Я приподнялся на локтях и сел на край кузова. Данте тоже сел. Мы посмотрели друг на друга.
– Не плачь, Данте. Я ни капли не разочарован.
На обратном пути мы остановились у придорожной закусочной и взяли по бутылке корневого пива[43].
– Какие у тебя планы на лето? – спросил я.
– Буду заниматься со школьной командой по плаванию, закончу пару картин и найду работу.
– Серьезно? Ты пойдешь работать?
– Боже, ты прямо как папа.
– Ну и зачем тебе работа?
– Чтобы научиться жизни.
– Жизнь, – буркнул я. – Работа. Дерьмо. Экотон.
– Экотон?
Пять
Однажды вечером мы с Данте сидели у него в комнате. Теперь он рисовал на холстах и работал над большой картиной, которая стояла на мольберте, накрытая тканью.
– Можно посмотреть?
– Нет.
– Только когда дорисуешь?
– Да. Когда дорисую.
– Ладно, – сказал я.
Данте лежал на кровати, а я сидел на стуле.
– Читал какие-нибудь хорошие стихи в последнее время? – спросил я.
– Да нет, не особо, – ответил он рассеянно.
– Ты где витаешь, Данте?
– Тут, – отозвался он и сел в кровати. – Я тут думал о поцелуях, – сказал он.
– А.
– Как понять, что тебе не нравится целоваться с парнями, если ты никогда не целовался?
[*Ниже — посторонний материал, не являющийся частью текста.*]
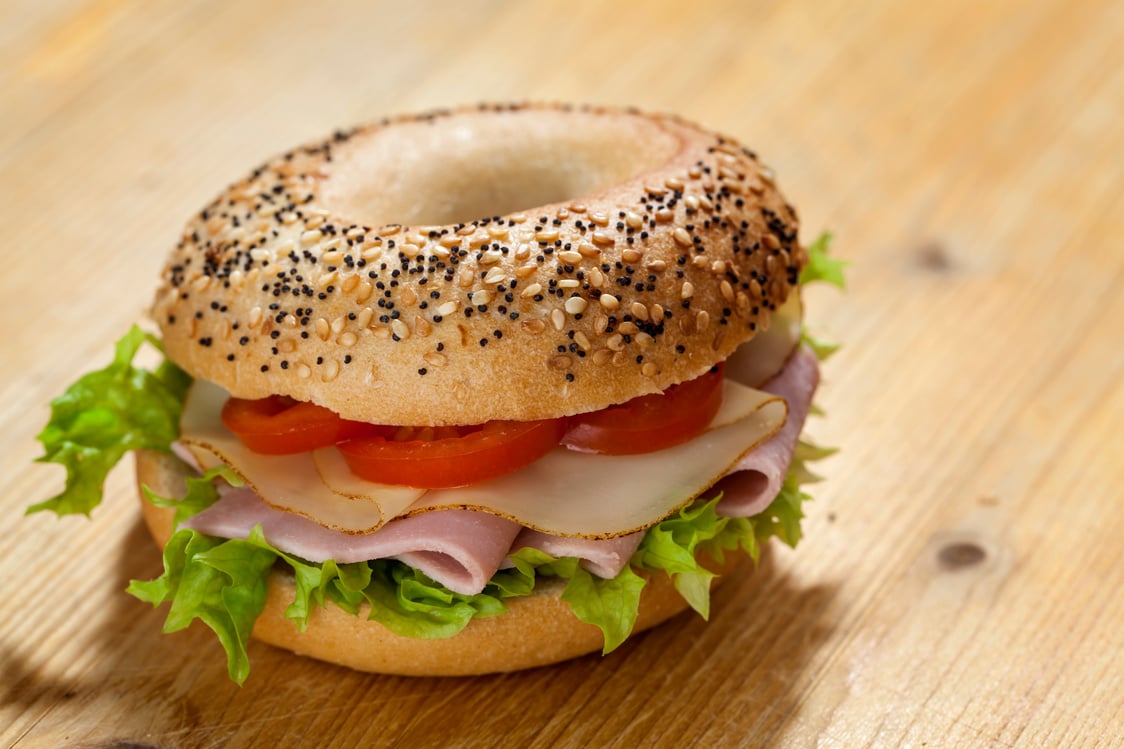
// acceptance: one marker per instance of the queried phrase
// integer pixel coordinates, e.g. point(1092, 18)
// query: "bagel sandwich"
point(469, 391)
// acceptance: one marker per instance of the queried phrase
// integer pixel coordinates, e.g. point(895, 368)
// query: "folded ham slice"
point(462, 549)
point(755, 479)
point(459, 548)
point(601, 557)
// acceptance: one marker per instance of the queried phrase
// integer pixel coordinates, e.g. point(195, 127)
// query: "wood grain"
point(960, 581)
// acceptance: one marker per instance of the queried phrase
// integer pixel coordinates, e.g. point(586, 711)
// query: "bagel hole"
point(458, 169)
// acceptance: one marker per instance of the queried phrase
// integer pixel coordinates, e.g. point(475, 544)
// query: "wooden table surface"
point(960, 584)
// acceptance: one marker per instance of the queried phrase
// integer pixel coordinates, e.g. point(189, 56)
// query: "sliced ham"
point(459, 548)
point(462, 549)
point(755, 479)
point(601, 557)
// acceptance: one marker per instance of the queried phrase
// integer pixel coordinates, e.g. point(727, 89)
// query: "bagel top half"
point(513, 262)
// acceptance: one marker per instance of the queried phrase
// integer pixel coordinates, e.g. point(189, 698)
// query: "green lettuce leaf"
point(220, 583)
point(103, 415)
point(822, 267)
point(410, 604)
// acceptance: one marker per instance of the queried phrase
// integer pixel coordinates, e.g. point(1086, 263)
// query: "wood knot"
point(933, 255)
point(960, 555)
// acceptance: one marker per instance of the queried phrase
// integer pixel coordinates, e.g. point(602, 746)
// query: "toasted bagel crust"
point(536, 630)
point(513, 262)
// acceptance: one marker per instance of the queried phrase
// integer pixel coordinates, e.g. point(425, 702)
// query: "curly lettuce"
point(105, 415)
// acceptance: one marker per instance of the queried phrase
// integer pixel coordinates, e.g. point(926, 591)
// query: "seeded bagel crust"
point(511, 262)
point(535, 631)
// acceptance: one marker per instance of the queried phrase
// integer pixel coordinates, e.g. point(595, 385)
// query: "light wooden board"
point(960, 583)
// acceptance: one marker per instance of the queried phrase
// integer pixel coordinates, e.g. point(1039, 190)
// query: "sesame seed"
point(534, 326)
point(587, 250)
point(576, 305)
point(603, 238)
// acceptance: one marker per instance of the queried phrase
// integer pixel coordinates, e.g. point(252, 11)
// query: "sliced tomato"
point(652, 422)
point(444, 457)
point(279, 425)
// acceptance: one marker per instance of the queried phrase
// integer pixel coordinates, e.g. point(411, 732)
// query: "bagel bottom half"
point(535, 631)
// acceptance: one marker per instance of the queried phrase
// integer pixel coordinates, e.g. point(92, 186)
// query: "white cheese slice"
point(577, 494)
point(289, 483)
point(564, 493)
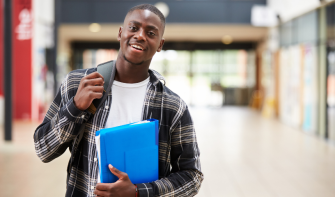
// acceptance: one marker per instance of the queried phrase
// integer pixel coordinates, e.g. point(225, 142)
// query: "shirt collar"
point(155, 77)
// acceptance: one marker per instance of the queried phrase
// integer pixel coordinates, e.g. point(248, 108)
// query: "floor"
point(242, 155)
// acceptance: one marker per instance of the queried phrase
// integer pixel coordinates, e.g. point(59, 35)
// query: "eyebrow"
point(149, 26)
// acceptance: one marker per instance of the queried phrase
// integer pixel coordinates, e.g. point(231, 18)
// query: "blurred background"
point(258, 75)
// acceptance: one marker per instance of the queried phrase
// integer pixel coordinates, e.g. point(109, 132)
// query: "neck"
point(127, 72)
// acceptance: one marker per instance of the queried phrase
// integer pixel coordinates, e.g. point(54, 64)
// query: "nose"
point(140, 34)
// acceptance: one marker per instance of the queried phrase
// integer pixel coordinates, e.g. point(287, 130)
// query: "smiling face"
point(140, 37)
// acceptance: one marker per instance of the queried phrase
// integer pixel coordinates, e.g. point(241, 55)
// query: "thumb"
point(118, 173)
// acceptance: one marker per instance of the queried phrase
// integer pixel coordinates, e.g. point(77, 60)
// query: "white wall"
point(288, 9)
point(43, 22)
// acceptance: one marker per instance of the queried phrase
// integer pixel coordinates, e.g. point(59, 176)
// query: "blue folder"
point(131, 148)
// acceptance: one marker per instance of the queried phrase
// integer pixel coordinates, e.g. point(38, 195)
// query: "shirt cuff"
point(145, 189)
point(74, 114)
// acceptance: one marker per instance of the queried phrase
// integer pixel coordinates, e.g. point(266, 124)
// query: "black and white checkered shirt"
point(179, 163)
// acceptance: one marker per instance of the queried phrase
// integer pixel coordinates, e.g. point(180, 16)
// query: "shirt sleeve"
point(61, 123)
point(186, 176)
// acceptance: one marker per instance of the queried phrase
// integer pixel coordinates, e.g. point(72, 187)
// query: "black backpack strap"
point(107, 70)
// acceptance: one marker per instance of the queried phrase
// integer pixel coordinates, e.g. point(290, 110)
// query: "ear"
point(119, 34)
point(161, 45)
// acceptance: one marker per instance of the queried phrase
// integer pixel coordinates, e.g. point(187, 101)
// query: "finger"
point(99, 89)
point(102, 186)
point(118, 173)
point(93, 82)
point(95, 95)
point(94, 75)
point(100, 193)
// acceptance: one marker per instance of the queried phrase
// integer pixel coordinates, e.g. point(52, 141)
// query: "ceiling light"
point(94, 27)
point(227, 39)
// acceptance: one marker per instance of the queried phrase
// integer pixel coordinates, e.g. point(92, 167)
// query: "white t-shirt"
point(127, 103)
– По-моему, такие штуки мы просто чувствуем, Данте.
– Ну вот ты целовался с парнями?
– Ты ведь знаешь, что нет. А ты?
– Нет.
– Ну, может, и тебе не понравится. Может, ты просто все надумал.
– Думаю, стоит провести эксперимент.
– Я знаю, к чему ты клонишь, и мой ответ: нет.
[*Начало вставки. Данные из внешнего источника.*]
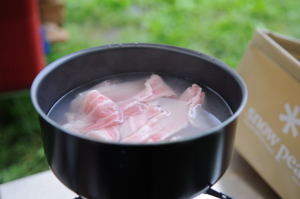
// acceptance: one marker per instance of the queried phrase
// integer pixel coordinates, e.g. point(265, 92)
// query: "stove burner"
point(210, 191)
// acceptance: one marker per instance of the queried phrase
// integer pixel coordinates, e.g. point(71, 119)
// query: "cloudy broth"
point(212, 111)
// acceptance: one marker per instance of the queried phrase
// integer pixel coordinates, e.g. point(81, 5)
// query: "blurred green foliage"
point(221, 28)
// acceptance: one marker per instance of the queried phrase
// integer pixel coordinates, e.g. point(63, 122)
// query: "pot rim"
point(52, 66)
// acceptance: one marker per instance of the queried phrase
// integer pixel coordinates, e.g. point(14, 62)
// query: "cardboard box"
point(268, 131)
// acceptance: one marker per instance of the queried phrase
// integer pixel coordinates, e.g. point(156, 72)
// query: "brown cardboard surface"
point(263, 137)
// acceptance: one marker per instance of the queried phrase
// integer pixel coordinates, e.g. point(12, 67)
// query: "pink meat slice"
point(135, 121)
point(163, 125)
point(155, 88)
point(193, 96)
point(138, 90)
point(101, 111)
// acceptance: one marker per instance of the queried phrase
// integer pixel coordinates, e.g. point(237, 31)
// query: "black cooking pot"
point(101, 170)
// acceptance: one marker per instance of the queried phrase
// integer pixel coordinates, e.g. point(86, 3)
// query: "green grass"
point(221, 28)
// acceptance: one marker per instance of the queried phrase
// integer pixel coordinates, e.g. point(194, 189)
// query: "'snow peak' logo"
point(291, 120)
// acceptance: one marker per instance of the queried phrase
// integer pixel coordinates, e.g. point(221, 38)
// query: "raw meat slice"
point(173, 118)
point(193, 96)
point(155, 88)
point(136, 121)
point(101, 111)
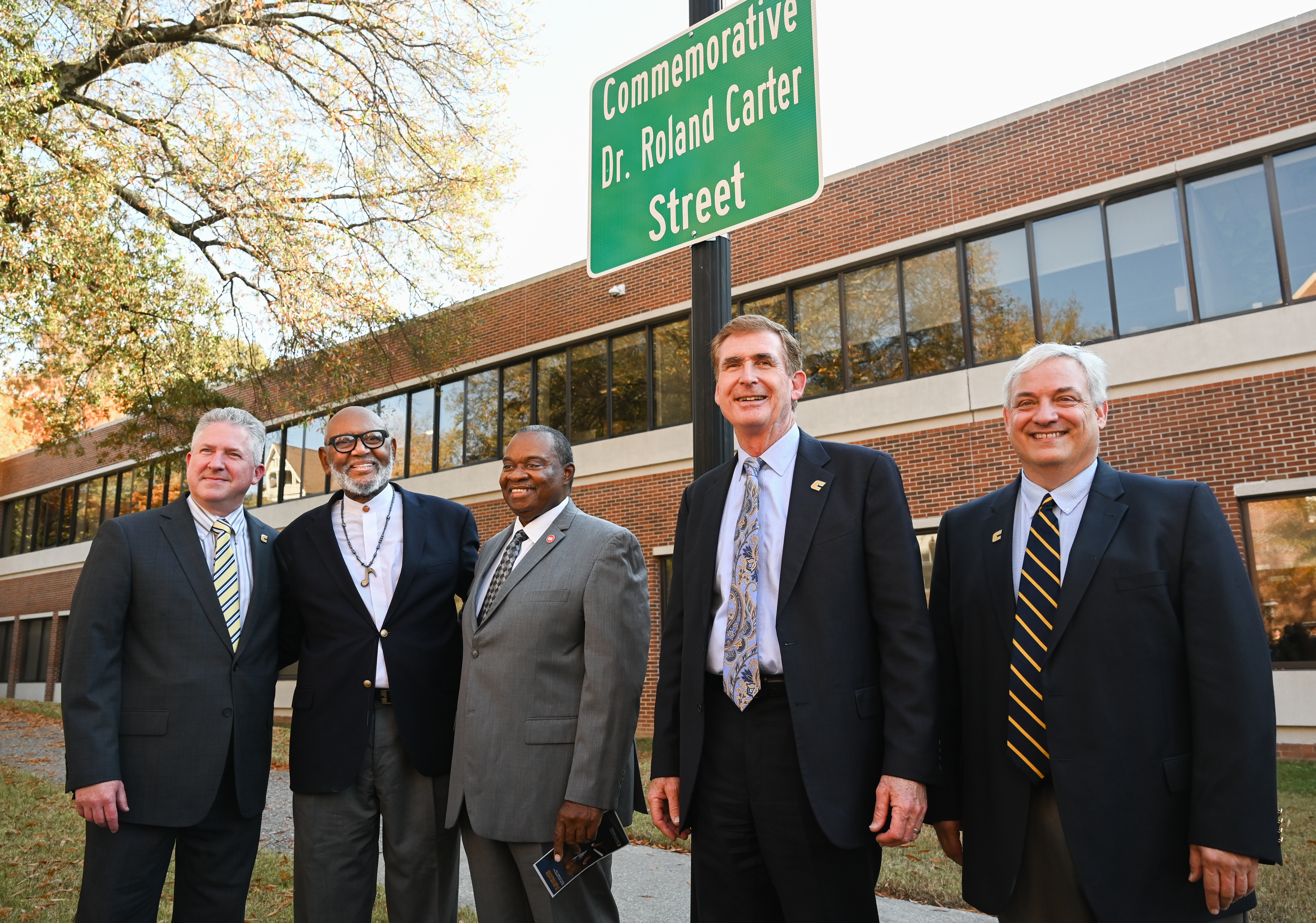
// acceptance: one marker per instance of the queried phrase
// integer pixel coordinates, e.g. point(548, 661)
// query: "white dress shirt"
point(774, 503)
point(1070, 501)
point(535, 531)
point(364, 522)
point(241, 550)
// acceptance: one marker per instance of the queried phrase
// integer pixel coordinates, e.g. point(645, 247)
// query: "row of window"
point(612, 386)
point(33, 648)
point(1197, 251)
point(74, 513)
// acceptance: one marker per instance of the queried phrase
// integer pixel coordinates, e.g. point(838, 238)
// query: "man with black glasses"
point(369, 613)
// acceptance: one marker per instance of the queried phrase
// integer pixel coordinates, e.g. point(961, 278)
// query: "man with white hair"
point(169, 679)
point(369, 582)
point(1107, 717)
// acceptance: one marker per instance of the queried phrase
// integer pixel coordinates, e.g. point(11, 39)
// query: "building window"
point(1282, 552)
point(1201, 249)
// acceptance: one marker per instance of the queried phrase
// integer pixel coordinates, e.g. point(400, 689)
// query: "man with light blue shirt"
point(1107, 718)
point(794, 726)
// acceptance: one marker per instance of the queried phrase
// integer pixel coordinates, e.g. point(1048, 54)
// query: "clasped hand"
point(577, 826)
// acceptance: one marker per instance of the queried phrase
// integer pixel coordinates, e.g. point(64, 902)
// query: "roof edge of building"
point(1290, 23)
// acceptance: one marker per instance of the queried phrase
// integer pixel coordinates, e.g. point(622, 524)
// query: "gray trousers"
point(336, 851)
point(510, 891)
point(1048, 888)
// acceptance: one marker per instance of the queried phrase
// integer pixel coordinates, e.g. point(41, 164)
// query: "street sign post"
point(706, 133)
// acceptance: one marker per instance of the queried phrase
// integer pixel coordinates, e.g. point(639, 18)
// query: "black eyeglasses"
point(345, 443)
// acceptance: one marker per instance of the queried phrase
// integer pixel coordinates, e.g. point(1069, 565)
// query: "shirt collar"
point(377, 502)
point(781, 453)
point(1067, 497)
point(207, 522)
point(541, 523)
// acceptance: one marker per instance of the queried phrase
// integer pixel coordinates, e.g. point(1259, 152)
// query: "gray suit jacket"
point(153, 692)
point(551, 681)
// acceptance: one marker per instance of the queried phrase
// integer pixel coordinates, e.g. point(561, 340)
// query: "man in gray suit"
point(559, 639)
point(169, 691)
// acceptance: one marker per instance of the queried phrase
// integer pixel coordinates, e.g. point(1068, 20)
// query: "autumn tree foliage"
point(182, 184)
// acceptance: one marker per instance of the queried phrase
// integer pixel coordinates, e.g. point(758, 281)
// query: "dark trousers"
point(124, 872)
point(758, 851)
point(1048, 888)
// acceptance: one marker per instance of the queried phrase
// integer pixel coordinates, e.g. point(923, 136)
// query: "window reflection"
point(629, 384)
point(672, 374)
point(552, 391)
point(516, 400)
point(1147, 257)
point(420, 448)
point(590, 391)
point(818, 327)
point(932, 313)
point(772, 307)
point(482, 417)
point(1001, 297)
point(452, 415)
point(1296, 180)
point(1284, 552)
point(314, 480)
point(1072, 282)
point(1234, 247)
point(873, 326)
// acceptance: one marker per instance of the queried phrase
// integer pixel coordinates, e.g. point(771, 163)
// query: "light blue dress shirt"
point(774, 503)
point(1070, 501)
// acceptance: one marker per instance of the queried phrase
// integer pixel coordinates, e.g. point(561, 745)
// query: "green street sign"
point(708, 132)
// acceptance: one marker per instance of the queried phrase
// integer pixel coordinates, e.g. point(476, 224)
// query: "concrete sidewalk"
point(651, 885)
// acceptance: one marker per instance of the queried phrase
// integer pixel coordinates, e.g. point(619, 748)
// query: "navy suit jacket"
point(857, 646)
point(328, 630)
point(1159, 701)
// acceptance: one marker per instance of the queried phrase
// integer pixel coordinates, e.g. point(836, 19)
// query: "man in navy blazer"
point(369, 615)
point(795, 721)
point(1107, 709)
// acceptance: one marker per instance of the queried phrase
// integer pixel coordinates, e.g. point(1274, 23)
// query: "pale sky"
point(892, 77)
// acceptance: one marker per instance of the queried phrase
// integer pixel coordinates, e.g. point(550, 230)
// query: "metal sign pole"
point(710, 310)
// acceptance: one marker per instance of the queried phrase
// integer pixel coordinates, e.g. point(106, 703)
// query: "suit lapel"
point(181, 531)
point(539, 551)
point(802, 521)
point(706, 531)
point(324, 536)
point(415, 529)
point(262, 569)
point(998, 543)
point(1101, 519)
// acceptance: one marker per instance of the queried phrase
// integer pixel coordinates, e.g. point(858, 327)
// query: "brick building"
point(1168, 216)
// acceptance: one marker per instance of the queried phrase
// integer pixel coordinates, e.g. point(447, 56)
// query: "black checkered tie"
point(505, 568)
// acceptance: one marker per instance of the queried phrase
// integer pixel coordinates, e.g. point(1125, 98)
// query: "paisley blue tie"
point(740, 658)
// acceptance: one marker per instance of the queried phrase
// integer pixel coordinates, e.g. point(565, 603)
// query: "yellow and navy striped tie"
point(1035, 614)
point(227, 584)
– Ты же мой лучший друг, верно?
– Да. Но сейчас я начинаю об этом жалеть.
– Давай просто попробуем.
– Нет.
– Ну же. Я никому не скажу.
– Нет.
– Слушай, ну это же просто поцелуй. Ну правда. И мы сразу все поймем.
– Мы и так все знаем.
– Мы не узнаем наверняка, пока не попробуем.
– Нет.
– Пожалуйста, Ари.
– Данте.
– Встань.
Не знаю почему, но я послушался. Я встал.
А потом он встал прямо напротив меня.
– Закрой глаза, – сказал он.
Я закрыл. И он поцеловал меня. А я ответил на поцелуй.
А потом он начал целовать меня по-настоящему, и я отстранился.
– Ну? – спросил он.
– Нет, – сказал я. – Не мое.
– Совсем?
– Ага.
– Ладно. Зато определенно мое.
– Ага. Я так и понял, Данте.
– Что ж, значит, с этим покончено, да?
– Да.
– Ты злишься?
– Немного.
Он снова сел на кровать. Вид у него был грустный. Мне не нравилось видеть его таким.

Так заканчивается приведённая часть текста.